The great thing about discipleship is that when we start making disciples, we stop relying on the church to feed us. Instead we start relying on the church to launch us. We move away from being a mere member and turn towards being devoted owners. We move from an audience mentality to an army mentality. This is not only what most people want (especially millennials); it’s what they need. It’s what we all need.
The irony is that the business world is doing a better job at this than the church is.

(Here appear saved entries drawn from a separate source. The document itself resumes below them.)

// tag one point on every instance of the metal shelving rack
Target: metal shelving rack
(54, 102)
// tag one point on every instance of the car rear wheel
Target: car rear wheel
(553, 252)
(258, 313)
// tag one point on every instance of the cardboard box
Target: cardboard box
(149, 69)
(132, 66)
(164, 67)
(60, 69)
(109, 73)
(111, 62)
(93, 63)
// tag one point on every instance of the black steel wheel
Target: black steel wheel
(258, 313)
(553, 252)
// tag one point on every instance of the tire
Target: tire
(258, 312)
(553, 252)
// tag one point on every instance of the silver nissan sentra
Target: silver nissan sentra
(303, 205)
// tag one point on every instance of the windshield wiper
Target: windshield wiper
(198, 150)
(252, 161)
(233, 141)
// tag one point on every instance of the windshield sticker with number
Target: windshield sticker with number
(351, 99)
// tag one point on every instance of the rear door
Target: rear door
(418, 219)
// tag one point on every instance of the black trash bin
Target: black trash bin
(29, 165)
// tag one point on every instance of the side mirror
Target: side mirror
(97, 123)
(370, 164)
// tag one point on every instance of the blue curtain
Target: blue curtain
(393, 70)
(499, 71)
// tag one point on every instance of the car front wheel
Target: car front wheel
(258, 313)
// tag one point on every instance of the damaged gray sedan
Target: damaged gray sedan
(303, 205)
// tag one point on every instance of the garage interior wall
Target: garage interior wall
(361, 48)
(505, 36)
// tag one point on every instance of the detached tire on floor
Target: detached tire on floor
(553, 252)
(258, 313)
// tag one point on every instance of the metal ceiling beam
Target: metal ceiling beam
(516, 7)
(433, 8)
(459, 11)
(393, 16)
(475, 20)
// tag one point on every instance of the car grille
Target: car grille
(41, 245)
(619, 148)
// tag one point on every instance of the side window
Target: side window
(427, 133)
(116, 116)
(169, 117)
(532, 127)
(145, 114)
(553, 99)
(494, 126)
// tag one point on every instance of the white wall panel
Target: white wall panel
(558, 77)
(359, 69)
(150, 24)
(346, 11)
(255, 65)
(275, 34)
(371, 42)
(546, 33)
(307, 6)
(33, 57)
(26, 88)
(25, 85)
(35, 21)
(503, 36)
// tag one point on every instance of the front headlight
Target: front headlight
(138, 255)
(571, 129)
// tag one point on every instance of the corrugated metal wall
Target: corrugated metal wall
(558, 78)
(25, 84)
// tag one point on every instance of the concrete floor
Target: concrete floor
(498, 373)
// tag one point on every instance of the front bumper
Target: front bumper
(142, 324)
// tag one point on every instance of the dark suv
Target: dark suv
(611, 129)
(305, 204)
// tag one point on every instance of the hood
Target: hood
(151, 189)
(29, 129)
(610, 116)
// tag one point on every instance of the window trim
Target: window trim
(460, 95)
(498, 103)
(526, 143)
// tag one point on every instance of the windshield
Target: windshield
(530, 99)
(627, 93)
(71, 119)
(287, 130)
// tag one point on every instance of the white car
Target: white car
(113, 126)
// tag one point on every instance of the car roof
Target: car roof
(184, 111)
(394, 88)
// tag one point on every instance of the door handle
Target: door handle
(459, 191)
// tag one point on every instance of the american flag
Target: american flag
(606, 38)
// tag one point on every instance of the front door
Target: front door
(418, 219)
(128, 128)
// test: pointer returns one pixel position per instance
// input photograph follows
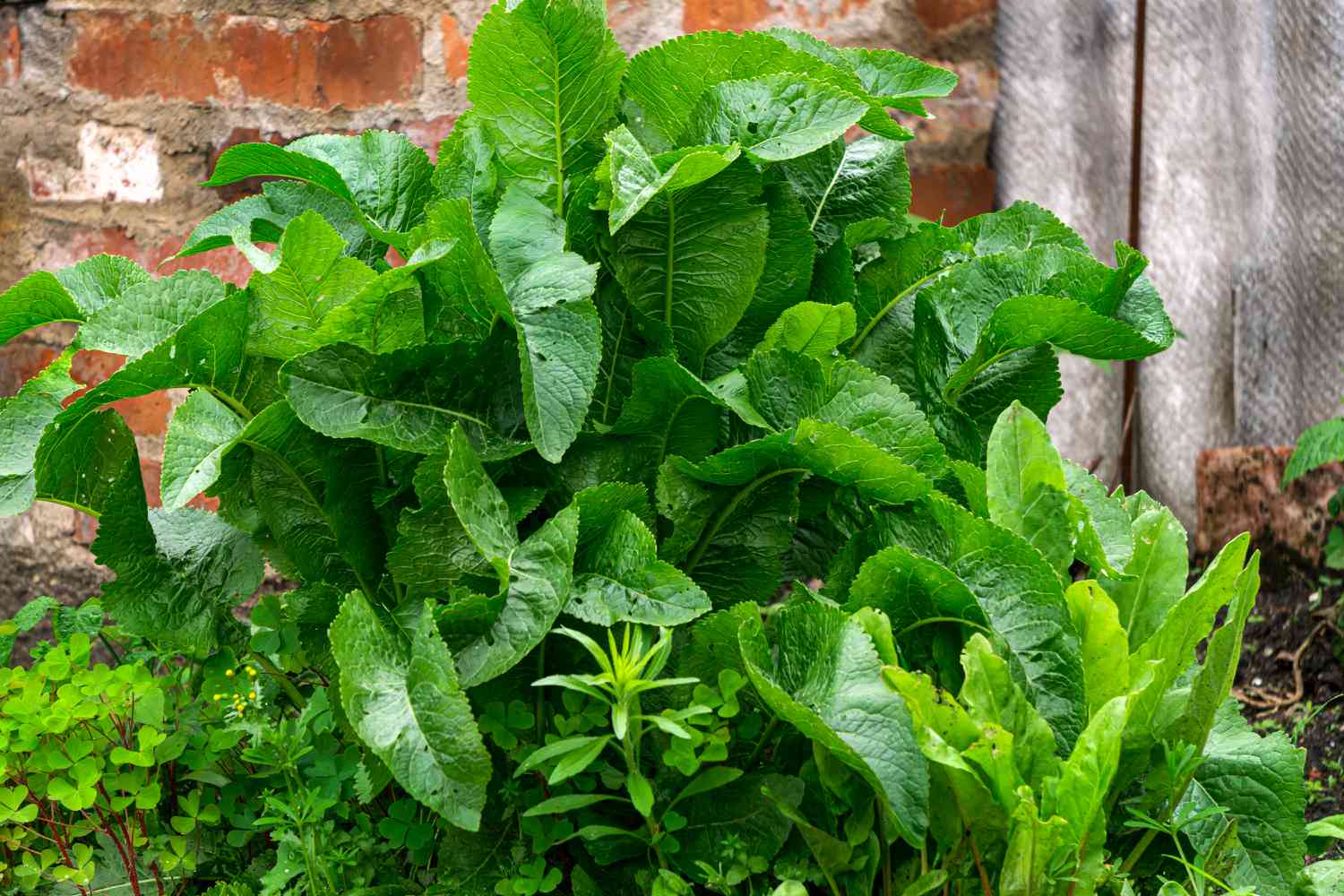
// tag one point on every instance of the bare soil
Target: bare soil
(1292, 675)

Here’s what I mean.
Do you know what car company has more cars on a global scale than any other?
More cars across the world than Ford?
More cars across the world than Volkswagen?
More cars across the world than Toyota?
That company would be Uber.
Do you know what company rents more property globally than any other hotel chain?
More properties across the world than Hilton?
More properties across the world than Marriott?
And definitely more properties across the world than Motel 6?
That company would be Airbnb.
You know what’s brilliant about their strategies? The companies don’t own any of what makes them so powerful and successful. Uber’s platform has access to millions of cars globally, but they don’t own any of it. Their people do. Airbnb’s platform is disrupting the hotel industry, but they don’t own any property. Their people do.
These companies are benefiting from the perks of discipleship and multiplication. They haven’t just gained an audience off fans (like the charismatic leaders of churches). They have raised an army of owners and have thus decentralized leadership. What is beautiful about decentralized leadership structures is that they’re not dependent on their charismatic leader for survival. It’s the devoted contributors who are the real heart and soul of the operation.
This is what discipleship is all about. Training. Growth of the person. Ownership! Decentralization! Multiplication!
And in the process, taking a greater market share which is what Jesus meant when He said, “Occupy until I come.” Uber and Airbnb are doing what the Church should have been doing. But, it is never too late to adjust the way we do church and become biblical. It is time to tear down the church that man has built and allow Jesus to build His church, His way.